How to reset GlideRecord object

vaibhavbhatnaga
ServiceNow Employee
ServiceNow Employee

Hello,

I have a code like this

var gr = new GlideRecord('myTable');

for(int i=0;i<5;i++){

        gr.addQuery('column', i)

        gr.query();

        gr.getrowcount();

}

Problem is, for i=0 it works but for next iterator it appends the addQuery condition to previous one. Example

i=0 condition is column=0

i=1 condition is column=0^column=1

.

.

i=4 condition is column=0^column=1^column=2^column=3^column=4

My question is, how I can rest the gr after each loop, so that only one addQuery is added not the previous one?

Thanks!

15 REPLIES 15

Someone has been hanging around the Technical Best Practices pages!

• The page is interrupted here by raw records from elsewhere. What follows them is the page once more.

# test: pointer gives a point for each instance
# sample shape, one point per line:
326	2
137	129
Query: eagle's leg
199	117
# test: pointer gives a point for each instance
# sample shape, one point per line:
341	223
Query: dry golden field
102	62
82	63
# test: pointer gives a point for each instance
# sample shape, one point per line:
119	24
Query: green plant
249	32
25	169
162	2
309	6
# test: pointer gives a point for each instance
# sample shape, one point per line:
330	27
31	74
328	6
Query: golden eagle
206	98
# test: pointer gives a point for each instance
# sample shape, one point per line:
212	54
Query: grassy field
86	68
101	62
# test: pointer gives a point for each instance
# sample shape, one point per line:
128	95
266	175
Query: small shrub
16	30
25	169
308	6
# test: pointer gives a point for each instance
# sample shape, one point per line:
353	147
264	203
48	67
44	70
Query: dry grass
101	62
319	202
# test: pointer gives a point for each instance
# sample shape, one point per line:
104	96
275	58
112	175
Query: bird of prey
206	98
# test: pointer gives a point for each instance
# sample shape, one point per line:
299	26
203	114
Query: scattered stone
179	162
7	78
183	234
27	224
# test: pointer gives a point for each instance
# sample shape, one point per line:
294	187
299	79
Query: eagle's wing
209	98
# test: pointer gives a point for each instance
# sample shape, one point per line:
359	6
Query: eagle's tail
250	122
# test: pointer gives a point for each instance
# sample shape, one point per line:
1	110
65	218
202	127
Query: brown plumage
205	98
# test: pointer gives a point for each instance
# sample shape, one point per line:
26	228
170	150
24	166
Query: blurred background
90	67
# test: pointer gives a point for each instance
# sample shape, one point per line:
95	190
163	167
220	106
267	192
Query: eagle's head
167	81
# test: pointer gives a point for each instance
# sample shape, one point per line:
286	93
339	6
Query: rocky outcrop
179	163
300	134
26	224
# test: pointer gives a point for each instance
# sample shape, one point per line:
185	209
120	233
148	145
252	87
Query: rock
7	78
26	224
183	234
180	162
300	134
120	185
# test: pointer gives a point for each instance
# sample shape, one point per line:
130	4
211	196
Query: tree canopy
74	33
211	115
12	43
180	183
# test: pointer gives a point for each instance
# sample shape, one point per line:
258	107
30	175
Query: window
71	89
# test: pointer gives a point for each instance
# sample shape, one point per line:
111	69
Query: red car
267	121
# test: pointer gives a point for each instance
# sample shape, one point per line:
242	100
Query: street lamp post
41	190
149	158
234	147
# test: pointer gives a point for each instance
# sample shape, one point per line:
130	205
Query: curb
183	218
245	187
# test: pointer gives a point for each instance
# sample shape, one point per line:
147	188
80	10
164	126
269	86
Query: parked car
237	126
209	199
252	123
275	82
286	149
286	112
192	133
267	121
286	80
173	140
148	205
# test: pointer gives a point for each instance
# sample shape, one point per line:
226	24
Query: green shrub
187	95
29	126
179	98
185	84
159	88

Nice job!


One minor change to the script above, change the for loop int, to var (see bold text below.)



updateMyRecords();



function updateMyRecords() {


        for (var i = 0; i < 5; i++) {


                  var myTableGR = new GlideRecord('myTable');


                  myTableGR.addQuery('column', i)


                  myTableGR.query();


                  gs.info(myTableGR.getRowCount() + ' rows returned from query > '+myTableGR.getEncodedQuery());


                  while (myTableGR.next()) {


                            myTableGR.u_field1 = 'some value'; // replace with your real field and values here


                            myTableGR.update();


                  }


        }


}


mbourla
Giga Guru

Yes you can instantiate a new GlideRecord object within a loop.  I have always wanted to know if that has downsides, in terms of resources or performance.  There must surely be some overhead to creating new GlideRecord objects. I may be wrong, but at one time I think I read someone saying that it could cause memory problems if a script created large numbers of GlideRecord objects in a loop. Presumably each time round the loop Javascript is releasing and reclaiming the memory used by the previous GlideRecord.

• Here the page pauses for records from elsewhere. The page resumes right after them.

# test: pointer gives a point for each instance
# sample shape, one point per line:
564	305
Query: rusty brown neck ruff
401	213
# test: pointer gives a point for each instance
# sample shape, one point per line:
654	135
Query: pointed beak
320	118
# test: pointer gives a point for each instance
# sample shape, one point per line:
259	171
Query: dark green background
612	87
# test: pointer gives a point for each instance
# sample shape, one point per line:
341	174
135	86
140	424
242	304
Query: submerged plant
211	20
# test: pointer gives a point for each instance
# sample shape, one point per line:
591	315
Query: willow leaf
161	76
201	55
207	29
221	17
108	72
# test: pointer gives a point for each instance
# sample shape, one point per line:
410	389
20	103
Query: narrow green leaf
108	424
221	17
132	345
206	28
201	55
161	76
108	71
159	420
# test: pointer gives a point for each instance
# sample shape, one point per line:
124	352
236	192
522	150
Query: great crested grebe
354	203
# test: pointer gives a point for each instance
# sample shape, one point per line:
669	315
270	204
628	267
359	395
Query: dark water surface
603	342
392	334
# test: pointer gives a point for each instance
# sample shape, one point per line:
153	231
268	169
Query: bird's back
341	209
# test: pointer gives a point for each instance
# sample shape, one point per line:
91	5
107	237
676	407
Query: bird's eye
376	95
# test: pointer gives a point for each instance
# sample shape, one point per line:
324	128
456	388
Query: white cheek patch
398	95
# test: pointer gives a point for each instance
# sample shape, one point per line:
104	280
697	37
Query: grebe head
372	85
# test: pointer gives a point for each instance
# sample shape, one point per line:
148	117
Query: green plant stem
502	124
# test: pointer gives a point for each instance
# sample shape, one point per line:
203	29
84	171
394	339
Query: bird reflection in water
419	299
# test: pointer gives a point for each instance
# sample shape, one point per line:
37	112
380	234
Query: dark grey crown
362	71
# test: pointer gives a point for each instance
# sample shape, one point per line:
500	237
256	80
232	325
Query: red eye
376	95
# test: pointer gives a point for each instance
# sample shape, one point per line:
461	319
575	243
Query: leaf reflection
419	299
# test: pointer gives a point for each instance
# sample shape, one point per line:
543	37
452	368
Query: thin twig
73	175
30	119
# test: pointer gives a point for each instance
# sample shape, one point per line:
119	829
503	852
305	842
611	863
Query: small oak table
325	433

It would seem nicer to create it once on a given table, and then be able to use it multiple times by resetting it and adding new queries each time.  Does anyone know if that is possible, or if it's actually needed?

For what it's worth, I have not heard of any memory or performance issues on GlideRecord within a loop. I do this all the time.

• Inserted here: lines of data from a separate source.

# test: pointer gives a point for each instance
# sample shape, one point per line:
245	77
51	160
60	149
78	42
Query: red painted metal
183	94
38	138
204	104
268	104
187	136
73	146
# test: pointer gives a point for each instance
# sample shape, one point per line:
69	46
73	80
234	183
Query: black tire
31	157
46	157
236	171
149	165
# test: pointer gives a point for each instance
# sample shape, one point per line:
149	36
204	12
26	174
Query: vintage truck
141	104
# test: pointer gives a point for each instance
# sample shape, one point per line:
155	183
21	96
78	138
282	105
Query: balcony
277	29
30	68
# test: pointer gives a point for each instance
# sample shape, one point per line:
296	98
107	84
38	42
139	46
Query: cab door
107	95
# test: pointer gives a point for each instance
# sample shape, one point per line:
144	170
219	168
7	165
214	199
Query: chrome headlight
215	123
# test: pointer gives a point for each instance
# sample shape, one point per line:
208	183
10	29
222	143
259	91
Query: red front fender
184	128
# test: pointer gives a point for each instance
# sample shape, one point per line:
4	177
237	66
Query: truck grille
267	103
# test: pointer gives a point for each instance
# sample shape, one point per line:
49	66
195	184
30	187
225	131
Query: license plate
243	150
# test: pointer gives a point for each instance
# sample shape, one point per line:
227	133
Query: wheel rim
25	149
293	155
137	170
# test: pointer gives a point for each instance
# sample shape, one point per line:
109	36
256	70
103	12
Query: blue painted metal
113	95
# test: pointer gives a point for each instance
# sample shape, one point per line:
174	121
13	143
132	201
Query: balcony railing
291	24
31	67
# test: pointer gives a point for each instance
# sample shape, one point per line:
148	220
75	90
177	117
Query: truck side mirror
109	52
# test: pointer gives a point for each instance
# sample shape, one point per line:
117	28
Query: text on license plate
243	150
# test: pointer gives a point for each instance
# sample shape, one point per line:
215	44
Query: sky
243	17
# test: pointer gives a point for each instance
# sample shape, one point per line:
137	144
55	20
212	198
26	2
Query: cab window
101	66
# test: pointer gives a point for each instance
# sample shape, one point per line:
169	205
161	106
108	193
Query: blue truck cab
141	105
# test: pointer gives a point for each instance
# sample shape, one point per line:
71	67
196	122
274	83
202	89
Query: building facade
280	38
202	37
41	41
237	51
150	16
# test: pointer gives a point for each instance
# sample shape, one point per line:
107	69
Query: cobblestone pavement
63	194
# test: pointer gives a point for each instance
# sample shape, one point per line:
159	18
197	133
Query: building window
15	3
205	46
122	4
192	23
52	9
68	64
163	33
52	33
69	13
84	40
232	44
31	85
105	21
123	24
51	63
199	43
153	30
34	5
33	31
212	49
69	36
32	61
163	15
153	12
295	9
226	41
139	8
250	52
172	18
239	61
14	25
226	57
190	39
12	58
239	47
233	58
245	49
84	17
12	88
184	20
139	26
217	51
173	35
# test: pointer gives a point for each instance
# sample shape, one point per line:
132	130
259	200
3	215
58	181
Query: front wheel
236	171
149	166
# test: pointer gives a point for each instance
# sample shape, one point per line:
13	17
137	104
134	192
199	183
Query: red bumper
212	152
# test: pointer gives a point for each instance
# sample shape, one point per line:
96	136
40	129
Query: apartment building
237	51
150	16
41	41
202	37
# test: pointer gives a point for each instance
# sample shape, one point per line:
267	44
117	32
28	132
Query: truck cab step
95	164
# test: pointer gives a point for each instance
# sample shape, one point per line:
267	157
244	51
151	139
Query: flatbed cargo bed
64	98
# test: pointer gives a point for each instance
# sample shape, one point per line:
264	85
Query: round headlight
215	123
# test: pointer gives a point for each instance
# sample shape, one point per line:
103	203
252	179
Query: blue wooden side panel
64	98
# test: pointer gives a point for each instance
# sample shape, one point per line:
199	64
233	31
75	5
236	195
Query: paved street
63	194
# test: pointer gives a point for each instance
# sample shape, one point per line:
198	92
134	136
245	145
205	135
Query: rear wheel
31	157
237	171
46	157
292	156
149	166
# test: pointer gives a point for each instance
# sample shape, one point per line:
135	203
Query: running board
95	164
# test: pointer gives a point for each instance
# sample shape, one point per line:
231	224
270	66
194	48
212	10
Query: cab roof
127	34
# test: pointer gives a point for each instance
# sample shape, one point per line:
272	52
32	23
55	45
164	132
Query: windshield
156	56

Instantiating it outside the loop leaves too much risk, IMO, of unknown or unwanted values getting reused on each record if it's not instantiated (followed by a call to initialize() or newRecord(), ideally.) Having a fresh record removes this risk entirely.

Thanks, Chuck.  Something else I thought of is that server side scripts are running in Rhino.  Don't really understand what that is doing.  I originally thought it converted the Javascript into Java, so that would reduce any resource/performance impact.  But looking at the Rhino Wikipedia page it might still be interpreting it rather than compiling it.  Either way, I will continue instantiating them as required, and stop worrying about it doing any damage :-).